Yesterday the below link was emailed to parents of Year 12s to a pre-recorded video in lieu of our Year 12 Information Night.
This provides some information regarding the machinations and requirements of the VCE as well as some suggestions and expectations to help students achieve highly and enjoy the year. If parents of Year 12 have not yet viewed the recorded session I encourage them to do so over the next few days.
The start of each school year provides us all with the opportunity to continue as we were, or to make some changes. In all aspects of our lives, be that our learning or relationships, we will achieve more if we put in more effort. We all know that students who put in the time and effort with their mathematics for a particular topic always score more highly on the assessments than they would have had they not put in the effort. What many people fail to realise is that when a student has done this they have also improved their ability in mathematics, and after a number of improved scores, they and others will view their abilities as greater than they did previously. So it is with all things, our abilities are not fixed, and through application they can be grown, and grown again.
We know high (and realistic) parental expectations of student’s performance lead to higher performance by students. So we need to dare to expect our students to do as well as is realistic for each of them. In many cases this is higher than people might think. With this expectation then comes the expectation that they will apply themselves while at school and with their homework.
Typically, a Year 10 would average 7.5 hours of homework per week, a Year 11 would average 10 hours per week and a Year 12 15 hours per week– some will do much more than this. Study is more effective when it is done in many small blocks rather than trying to do 7.5 hours of homework in one day. Busy students who do well tend to use every spare 20-minute block of time to get something done. For many students, setting them up for homework where they can be passively supervised (e.g. kitchen table) may result in more effective learning than if they are hidden in their bedroom with phones and computers. Please encourage students to place their phones in another room while studying. The constant interruptions from these are very detrimental when students are trying to learn. Students (and the rest of us) tend to under-estimate how long tasks will take, so it is a good idea to start early.
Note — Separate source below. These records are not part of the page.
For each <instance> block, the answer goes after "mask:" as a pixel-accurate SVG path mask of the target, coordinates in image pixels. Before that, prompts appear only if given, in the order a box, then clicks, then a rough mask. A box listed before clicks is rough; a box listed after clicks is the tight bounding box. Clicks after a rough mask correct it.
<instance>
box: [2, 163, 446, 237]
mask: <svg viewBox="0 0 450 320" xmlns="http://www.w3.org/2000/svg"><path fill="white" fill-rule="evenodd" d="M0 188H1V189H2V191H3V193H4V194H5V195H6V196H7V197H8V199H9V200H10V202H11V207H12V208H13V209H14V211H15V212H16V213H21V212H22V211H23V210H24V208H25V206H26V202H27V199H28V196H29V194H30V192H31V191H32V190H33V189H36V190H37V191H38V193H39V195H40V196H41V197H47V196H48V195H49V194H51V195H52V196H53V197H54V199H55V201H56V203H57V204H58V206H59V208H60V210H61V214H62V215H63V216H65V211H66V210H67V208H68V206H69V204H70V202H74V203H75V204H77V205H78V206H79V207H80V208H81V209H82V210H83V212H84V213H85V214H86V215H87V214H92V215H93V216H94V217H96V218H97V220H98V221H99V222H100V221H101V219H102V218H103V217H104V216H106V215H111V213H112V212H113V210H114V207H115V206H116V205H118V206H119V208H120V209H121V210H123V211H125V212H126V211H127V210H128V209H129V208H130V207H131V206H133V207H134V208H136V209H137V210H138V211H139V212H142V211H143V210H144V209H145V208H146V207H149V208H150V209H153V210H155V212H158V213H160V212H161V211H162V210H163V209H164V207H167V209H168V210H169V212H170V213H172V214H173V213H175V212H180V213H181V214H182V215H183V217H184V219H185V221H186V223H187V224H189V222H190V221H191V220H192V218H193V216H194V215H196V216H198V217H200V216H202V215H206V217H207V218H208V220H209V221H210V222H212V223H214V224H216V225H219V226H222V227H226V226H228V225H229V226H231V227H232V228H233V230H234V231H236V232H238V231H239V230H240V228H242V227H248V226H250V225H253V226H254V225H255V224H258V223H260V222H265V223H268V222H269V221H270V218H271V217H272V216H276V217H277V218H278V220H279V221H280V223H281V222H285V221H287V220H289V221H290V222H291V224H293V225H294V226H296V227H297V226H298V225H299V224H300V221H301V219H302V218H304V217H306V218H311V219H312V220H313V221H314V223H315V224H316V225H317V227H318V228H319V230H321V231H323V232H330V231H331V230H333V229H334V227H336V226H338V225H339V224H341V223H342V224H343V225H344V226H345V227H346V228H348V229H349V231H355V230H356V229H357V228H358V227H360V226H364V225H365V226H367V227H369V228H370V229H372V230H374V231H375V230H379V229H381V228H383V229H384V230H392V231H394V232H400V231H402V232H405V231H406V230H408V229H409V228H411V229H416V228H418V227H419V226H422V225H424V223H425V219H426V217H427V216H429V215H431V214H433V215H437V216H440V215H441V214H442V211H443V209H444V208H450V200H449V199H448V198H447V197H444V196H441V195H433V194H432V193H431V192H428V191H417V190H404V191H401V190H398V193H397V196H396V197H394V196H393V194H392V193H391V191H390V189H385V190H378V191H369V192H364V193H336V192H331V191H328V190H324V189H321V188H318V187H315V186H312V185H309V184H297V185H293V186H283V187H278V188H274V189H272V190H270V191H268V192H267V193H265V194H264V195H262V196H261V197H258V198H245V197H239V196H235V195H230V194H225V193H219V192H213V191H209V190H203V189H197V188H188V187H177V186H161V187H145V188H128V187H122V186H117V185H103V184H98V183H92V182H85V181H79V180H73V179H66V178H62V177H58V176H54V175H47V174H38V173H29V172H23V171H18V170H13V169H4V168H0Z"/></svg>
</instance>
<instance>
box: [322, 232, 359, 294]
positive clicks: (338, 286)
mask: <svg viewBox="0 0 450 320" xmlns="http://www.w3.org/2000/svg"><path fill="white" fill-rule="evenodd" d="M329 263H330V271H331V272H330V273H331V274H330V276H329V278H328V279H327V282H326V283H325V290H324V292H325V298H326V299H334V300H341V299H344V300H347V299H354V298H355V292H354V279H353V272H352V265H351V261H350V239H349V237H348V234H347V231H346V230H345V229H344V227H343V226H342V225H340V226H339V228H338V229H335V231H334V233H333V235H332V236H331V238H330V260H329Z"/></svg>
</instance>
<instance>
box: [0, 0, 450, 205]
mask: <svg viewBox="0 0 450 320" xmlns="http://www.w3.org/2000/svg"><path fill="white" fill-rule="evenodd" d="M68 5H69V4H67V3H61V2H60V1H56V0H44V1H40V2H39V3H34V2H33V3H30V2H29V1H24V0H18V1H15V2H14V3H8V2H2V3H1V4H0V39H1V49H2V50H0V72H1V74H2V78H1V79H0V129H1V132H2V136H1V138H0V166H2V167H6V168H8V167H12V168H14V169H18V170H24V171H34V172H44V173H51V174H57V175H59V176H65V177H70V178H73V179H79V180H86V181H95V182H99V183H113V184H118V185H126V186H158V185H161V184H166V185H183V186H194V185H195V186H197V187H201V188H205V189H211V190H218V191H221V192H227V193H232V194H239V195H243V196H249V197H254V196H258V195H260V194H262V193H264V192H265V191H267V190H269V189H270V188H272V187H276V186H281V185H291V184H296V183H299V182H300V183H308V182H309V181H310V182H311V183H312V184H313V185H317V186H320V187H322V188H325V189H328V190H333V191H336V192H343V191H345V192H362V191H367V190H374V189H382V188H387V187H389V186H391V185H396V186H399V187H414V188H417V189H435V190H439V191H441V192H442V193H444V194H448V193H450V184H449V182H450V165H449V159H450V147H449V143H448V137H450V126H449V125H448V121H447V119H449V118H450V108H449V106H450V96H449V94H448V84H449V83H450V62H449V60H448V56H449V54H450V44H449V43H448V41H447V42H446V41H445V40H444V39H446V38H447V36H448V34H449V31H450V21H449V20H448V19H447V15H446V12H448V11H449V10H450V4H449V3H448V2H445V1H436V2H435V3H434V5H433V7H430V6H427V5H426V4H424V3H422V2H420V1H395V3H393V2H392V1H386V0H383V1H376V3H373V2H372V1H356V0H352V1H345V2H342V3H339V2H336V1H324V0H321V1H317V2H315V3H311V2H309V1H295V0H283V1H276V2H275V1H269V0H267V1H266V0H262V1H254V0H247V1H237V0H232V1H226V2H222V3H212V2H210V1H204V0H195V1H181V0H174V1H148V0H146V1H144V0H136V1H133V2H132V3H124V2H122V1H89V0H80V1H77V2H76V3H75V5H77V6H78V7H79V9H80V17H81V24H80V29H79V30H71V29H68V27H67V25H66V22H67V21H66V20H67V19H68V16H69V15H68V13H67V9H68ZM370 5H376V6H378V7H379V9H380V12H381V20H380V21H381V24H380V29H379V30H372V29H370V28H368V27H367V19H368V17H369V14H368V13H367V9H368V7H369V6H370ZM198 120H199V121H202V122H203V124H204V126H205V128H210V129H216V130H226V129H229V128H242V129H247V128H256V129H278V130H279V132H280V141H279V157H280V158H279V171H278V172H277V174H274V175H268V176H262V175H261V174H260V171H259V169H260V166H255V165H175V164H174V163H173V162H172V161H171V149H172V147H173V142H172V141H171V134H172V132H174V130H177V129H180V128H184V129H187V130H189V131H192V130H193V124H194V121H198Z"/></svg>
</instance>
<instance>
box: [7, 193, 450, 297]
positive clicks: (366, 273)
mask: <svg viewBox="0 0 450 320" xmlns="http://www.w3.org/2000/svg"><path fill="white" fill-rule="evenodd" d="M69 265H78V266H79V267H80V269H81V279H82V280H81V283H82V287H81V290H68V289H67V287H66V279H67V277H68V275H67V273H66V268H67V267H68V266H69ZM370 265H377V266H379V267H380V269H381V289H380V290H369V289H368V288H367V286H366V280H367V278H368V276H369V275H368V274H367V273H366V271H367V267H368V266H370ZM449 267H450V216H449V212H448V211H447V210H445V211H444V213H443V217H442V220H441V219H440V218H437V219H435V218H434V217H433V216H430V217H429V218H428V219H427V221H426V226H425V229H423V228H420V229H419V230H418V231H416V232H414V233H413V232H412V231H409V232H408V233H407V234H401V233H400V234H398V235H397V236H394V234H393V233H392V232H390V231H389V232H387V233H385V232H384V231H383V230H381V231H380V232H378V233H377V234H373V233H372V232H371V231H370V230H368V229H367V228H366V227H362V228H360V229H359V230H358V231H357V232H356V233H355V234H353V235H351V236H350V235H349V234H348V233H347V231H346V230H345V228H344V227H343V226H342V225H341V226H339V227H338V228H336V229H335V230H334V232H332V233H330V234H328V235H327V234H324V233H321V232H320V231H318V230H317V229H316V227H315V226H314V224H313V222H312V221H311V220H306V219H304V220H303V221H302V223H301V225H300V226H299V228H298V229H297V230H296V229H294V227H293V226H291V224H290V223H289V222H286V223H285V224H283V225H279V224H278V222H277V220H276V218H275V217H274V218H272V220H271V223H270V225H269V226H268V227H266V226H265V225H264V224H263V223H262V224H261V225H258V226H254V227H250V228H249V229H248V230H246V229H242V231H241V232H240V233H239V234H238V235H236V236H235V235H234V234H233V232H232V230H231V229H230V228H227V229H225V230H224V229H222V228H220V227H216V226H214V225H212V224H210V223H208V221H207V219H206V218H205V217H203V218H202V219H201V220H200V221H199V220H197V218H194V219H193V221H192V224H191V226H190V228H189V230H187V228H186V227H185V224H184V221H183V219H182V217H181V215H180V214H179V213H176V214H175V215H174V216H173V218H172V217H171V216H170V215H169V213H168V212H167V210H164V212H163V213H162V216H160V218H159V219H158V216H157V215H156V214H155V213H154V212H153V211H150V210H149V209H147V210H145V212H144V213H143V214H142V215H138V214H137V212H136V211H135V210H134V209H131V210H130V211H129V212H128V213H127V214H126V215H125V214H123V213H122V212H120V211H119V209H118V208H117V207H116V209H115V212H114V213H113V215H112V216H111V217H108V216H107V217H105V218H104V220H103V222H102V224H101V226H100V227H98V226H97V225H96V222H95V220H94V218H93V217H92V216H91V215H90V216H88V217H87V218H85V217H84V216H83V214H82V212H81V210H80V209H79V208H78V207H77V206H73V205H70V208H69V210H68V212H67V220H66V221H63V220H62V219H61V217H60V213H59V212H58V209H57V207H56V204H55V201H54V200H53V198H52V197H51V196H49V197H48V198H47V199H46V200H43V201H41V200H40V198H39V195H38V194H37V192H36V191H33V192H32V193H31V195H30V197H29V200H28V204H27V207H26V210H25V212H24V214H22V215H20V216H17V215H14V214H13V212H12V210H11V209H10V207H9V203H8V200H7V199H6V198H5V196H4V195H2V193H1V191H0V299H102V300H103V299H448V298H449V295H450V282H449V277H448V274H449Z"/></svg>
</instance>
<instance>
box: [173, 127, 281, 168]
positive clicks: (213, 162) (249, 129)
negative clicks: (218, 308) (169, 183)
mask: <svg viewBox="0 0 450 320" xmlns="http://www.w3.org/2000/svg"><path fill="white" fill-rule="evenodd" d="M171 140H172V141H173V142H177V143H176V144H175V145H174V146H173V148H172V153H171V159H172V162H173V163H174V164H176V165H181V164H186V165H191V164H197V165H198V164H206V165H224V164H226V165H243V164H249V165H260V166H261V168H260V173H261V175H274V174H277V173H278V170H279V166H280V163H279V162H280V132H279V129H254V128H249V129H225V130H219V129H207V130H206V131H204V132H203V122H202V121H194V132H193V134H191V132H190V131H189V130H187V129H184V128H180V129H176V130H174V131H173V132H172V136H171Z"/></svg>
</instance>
Most adolescents require nine hours of sleep per night. Being tired before learning or missing sleep after learning both reduce memory. If you want to protect your son’s mental health and improve academic results, keep their phones and computers etc out of their bedrooms. Many bad habits were formed in lockdown.
Part-time jobs tend to be good for students, however exceeding seven hours per week is not advised during term. Some businesses will roster students on for up to 15 hours per week but this may be better for the business than the student.
Some sport is beneficial, but playing in three teams each week and the practice that goes with this can also be a limiting life choice in the long run.
Socialising is also healthy, but saying no to some parties depending on other time constraints may be required (ideal if the student can say no, but sometimes it will be the parent’s role).
Please name all items: clothing, calculators etc. This will enable the prompt return of misplaced items.
Once again, welcome back and I look forward to seeing you all involved in the many different aspects of College life.